- Born: May 26, 1963 (age 63) Santiago de Cuba, Cuba
- Education: Pomona College
- Occupations: Journalist, writer
- Employer: The New York Times

= Richard Pérez-Peña =

Cuban-American journalist (born 1963)

Richard Pérez-Peña (born May 26, 1963 in Santiago, Cuba) is a Cuban-American journalist who has been with The New York Times since 1992. He has covered topics relating to Albany, New Jersey, healthcare, the media, and higher education. He currently covers breaking news. He was featured in the film Page One: Inside the New York Times.

== Criticism ==
A 2012 news story by Pérez-Peña on Yale University quarterback, Patrick Witt, was criticized by Witt and some journalists for unfairness and poor sourcing. While Pérez-Peña defended the accuracy of the story, the Public Editor of the Times raised concerns about the article, particularly its reporting a sexual assault claim based on anonymous sourcing.

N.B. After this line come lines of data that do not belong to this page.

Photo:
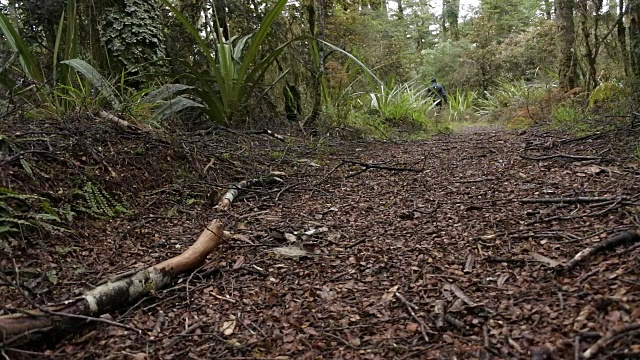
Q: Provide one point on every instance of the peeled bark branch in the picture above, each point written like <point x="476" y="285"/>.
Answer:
<point x="113" y="295"/>
<point x="116" y="120"/>
<point x="234" y="191"/>
<point x="622" y="238"/>
<point x="608" y="337"/>
<point x="576" y="200"/>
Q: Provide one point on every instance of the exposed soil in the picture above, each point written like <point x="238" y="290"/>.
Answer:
<point x="379" y="233"/>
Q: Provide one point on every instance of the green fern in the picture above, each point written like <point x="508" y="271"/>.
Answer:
<point x="20" y="211"/>
<point x="100" y="203"/>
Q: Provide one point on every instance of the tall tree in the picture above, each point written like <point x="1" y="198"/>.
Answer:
<point x="450" y="12"/>
<point x="589" y="25"/>
<point x="567" y="61"/>
<point x="634" y="40"/>
<point x="547" y="9"/>
<point x="622" y="40"/>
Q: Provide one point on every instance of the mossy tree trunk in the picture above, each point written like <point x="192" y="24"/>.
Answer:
<point x="566" y="40"/>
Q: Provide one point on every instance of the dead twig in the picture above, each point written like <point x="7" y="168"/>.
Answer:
<point x="367" y="166"/>
<point x="410" y="307"/>
<point x="575" y="200"/>
<point x="269" y="133"/>
<point x="187" y="331"/>
<point x="567" y="156"/>
<point x="474" y="180"/>
<point x="617" y="240"/>
<point x="608" y="337"/>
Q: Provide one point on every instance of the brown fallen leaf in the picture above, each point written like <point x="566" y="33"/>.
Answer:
<point x="228" y="327"/>
<point x="412" y="327"/>
<point x="390" y="294"/>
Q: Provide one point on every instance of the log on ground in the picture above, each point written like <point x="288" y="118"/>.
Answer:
<point x="112" y="295"/>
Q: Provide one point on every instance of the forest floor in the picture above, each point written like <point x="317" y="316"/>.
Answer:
<point x="435" y="225"/>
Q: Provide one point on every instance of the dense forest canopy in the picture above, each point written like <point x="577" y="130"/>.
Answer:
<point x="329" y="60"/>
<point x="388" y="179"/>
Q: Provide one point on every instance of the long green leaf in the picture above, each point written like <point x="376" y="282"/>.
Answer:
<point x="105" y="87"/>
<point x="363" y="66"/>
<point x="195" y="35"/>
<point x="174" y="105"/>
<point x="164" y="92"/>
<point x="71" y="40"/>
<point x="27" y="60"/>
<point x="56" y="47"/>
<point x="258" y="39"/>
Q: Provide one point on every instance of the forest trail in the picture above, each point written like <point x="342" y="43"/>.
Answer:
<point x="389" y="250"/>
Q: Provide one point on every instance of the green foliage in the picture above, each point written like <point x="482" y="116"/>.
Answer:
<point x="450" y="63"/>
<point x="567" y="117"/>
<point x="103" y="85"/>
<point x="605" y="92"/>
<point x="529" y="53"/>
<point x="19" y="212"/>
<point x="505" y="94"/>
<point x="398" y="103"/>
<point x="461" y="105"/>
<point x="100" y="203"/>
<point x="509" y="16"/>
<point x="133" y="35"/>
<point x="636" y="153"/>
<point x="232" y="74"/>
<point x="29" y="62"/>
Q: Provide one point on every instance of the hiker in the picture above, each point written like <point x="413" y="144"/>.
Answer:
<point x="437" y="92"/>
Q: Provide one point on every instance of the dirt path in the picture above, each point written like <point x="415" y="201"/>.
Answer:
<point x="381" y="233"/>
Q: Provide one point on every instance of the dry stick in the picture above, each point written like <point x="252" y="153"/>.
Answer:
<point x="48" y="312"/>
<point x="413" y="314"/>
<point x="622" y="238"/>
<point x="608" y="337"/>
<point x="188" y="330"/>
<point x="568" y="156"/>
<point x="575" y="200"/>
<point x="20" y="155"/>
<point x="268" y="132"/>
<point x="366" y="166"/>
<point x="439" y="309"/>
<point x="111" y="296"/>
<point x="122" y="123"/>
<point x="231" y="194"/>
<point x="474" y="180"/>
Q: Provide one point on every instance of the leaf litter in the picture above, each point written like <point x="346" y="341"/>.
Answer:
<point x="436" y="264"/>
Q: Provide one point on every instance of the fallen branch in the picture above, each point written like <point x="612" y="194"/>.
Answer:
<point x="367" y="166"/>
<point x="617" y="240"/>
<point x="21" y="155"/>
<point x="111" y="296"/>
<point x="567" y="156"/>
<point x="122" y="123"/>
<point x="575" y="200"/>
<point x="423" y="326"/>
<point x="269" y="133"/>
<point x="474" y="180"/>
<point x="231" y="194"/>
<point x="608" y="337"/>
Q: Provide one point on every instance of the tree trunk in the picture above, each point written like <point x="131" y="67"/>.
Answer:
<point x="452" y="9"/>
<point x="112" y="295"/>
<point x="547" y="9"/>
<point x="445" y="4"/>
<point x="315" y="16"/>
<point x="622" y="41"/>
<point x="566" y="40"/>
<point x="590" y="47"/>
<point x="634" y="43"/>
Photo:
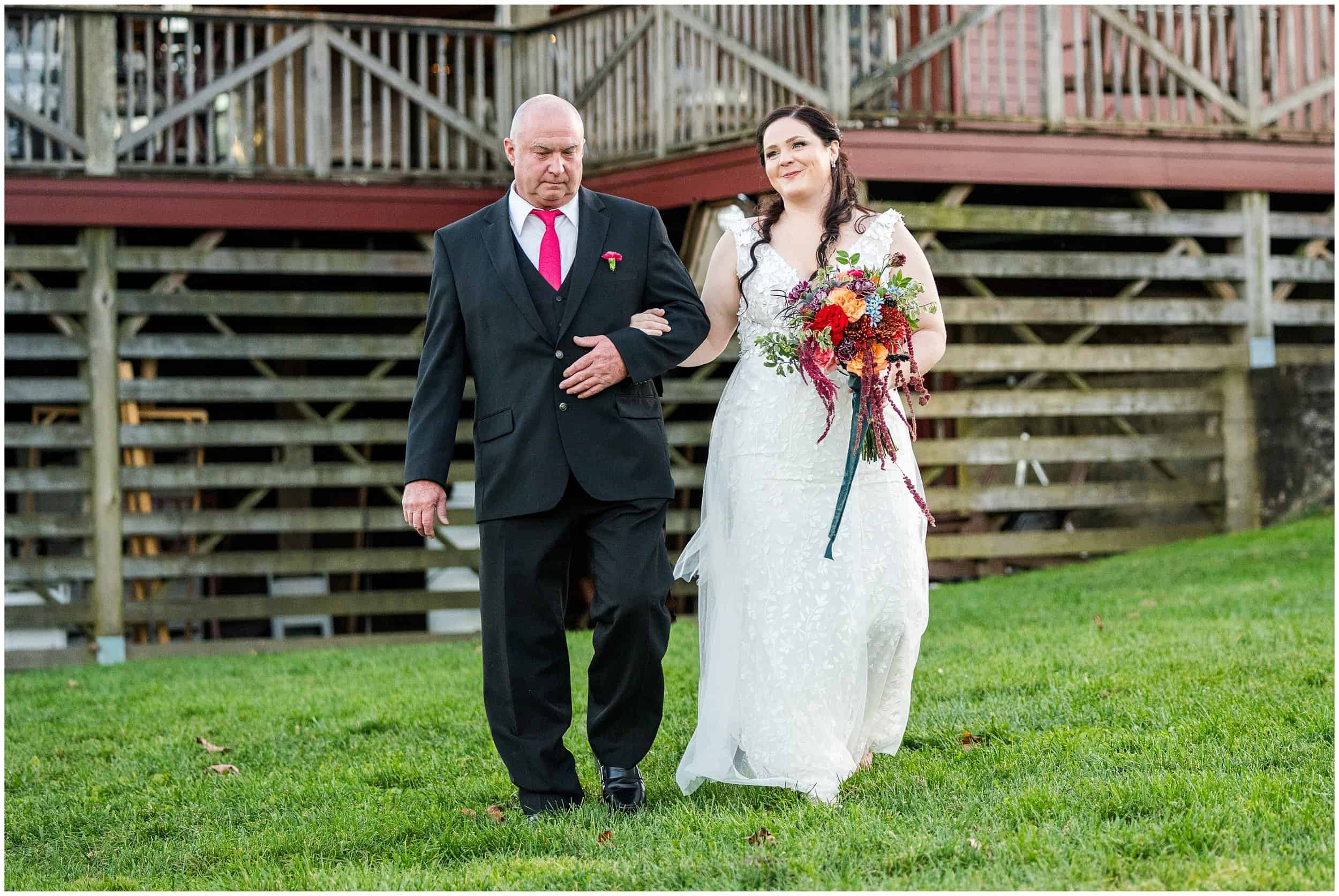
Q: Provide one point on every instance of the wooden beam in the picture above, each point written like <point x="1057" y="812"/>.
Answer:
<point x="276" y="261"/>
<point x="227" y="84"/>
<point x="98" y="92"/>
<point x="15" y="109"/>
<point x="1177" y="66"/>
<point x="1308" y="94"/>
<point x="269" y="346"/>
<point x="105" y="425"/>
<point x="1096" y="266"/>
<point x="489" y="141"/>
<point x="1067" y="498"/>
<point x="587" y="90"/>
<point x="1015" y="219"/>
<point x="1033" y="544"/>
<point x="1062" y="449"/>
<point x="43" y="347"/>
<point x="784" y="77"/>
<point x="928" y="47"/>
<point x="247" y="563"/>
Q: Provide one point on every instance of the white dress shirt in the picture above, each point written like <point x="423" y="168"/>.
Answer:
<point x="529" y="229"/>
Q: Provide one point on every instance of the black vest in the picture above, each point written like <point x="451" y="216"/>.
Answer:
<point x="548" y="300"/>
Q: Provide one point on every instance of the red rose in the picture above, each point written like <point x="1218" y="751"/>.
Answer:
<point x="831" y="317"/>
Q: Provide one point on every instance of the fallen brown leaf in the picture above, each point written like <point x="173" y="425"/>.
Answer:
<point x="764" y="836"/>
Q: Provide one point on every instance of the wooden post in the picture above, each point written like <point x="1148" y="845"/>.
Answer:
<point x="318" y="101"/>
<point x="1258" y="287"/>
<point x="1251" y="65"/>
<point x="504" y="66"/>
<point x="660" y="84"/>
<point x="1240" y="442"/>
<point x="839" y="62"/>
<point x="98" y="101"/>
<point x="101" y="283"/>
<point x="1053" y="67"/>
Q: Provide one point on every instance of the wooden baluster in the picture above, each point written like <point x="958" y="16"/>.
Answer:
<point x="1204" y="59"/>
<point x="480" y="111"/>
<point x="1188" y="55"/>
<point x="406" y="154"/>
<point x="426" y="85"/>
<point x="442" y="138"/>
<point x="127" y="28"/>
<point x="269" y="101"/>
<point x="1099" y="105"/>
<point x="210" y="125"/>
<point x="250" y="110"/>
<point x="346" y="86"/>
<point x="1137" y="106"/>
<point x="1117" y="71"/>
<point x="1077" y="31"/>
<point x="458" y="74"/>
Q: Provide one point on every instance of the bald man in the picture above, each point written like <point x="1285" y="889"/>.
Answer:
<point x="568" y="440"/>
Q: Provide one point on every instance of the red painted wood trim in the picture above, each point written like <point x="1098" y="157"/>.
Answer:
<point x="882" y="154"/>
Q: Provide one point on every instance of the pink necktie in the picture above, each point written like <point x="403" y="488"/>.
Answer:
<point x="551" y="255"/>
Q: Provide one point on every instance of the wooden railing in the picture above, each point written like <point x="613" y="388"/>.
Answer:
<point x="330" y="95"/>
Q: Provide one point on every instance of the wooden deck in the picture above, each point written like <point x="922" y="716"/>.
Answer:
<point x="242" y="92"/>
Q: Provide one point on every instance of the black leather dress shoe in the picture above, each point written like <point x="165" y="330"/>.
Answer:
<point x="623" y="788"/>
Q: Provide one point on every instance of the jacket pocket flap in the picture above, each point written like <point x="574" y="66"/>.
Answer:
<point x="639" y="406"/>
<point x="493" y="425"/>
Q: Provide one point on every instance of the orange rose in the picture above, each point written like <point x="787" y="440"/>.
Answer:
<point x="856" y="365"/>
<point x="848" y="302"/>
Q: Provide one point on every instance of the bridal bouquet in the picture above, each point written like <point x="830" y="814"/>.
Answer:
<point x="860" y="318"/>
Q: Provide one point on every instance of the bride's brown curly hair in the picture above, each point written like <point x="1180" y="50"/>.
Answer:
<point x="841" y="201"/>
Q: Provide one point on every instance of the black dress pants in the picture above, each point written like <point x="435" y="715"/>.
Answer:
<point x="523" y="597"/>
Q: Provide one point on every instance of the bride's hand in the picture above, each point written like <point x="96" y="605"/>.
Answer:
<point x="651" y="322"/>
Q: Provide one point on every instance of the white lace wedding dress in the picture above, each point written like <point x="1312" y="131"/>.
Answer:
<point x="807" y="664"/>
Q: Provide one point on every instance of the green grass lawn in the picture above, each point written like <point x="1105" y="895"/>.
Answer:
<point x="1185" y="742"/>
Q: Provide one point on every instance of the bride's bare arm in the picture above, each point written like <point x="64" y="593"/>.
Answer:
<point x="930" y="341"/>
<point x="721" y="296"/>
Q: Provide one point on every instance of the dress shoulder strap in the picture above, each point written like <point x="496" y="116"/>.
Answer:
<point x="733" y="220"/>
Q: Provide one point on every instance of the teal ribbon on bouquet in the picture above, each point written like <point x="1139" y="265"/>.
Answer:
<point x="857" y="440"/>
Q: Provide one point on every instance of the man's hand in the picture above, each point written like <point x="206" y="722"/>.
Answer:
<point x="596" y="371"/>
<point x="651" y="322"/>
<point x="424" y="498"/>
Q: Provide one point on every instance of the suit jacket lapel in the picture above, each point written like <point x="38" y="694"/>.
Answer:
<point x="499" y="240"/>
<point x="592" y="227"/>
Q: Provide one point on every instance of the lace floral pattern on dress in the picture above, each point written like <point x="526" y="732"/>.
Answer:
<point x="807" y="664"/>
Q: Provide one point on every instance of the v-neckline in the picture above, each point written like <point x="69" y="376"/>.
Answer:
<point x="796" y="271"/>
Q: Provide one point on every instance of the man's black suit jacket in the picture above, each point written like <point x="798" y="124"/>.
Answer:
<point x="528" y="433"/>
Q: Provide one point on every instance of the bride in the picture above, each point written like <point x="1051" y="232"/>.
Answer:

== Personal and early life ==
Pérez-Peña was born in Santiago, Cuba and raised in Southern California. He studied European History at Pomona College. In 1987, Pérez-Peña appeared on the TV quiz show Jeopardy! and became a 5-time champion, later appearing in the show's first reunion invitational, Super Jeopardy!, in 1990. In 2005, he was asked to participate in the show's Ultimate Tournament of Champions but ended up not appearing in the tournament.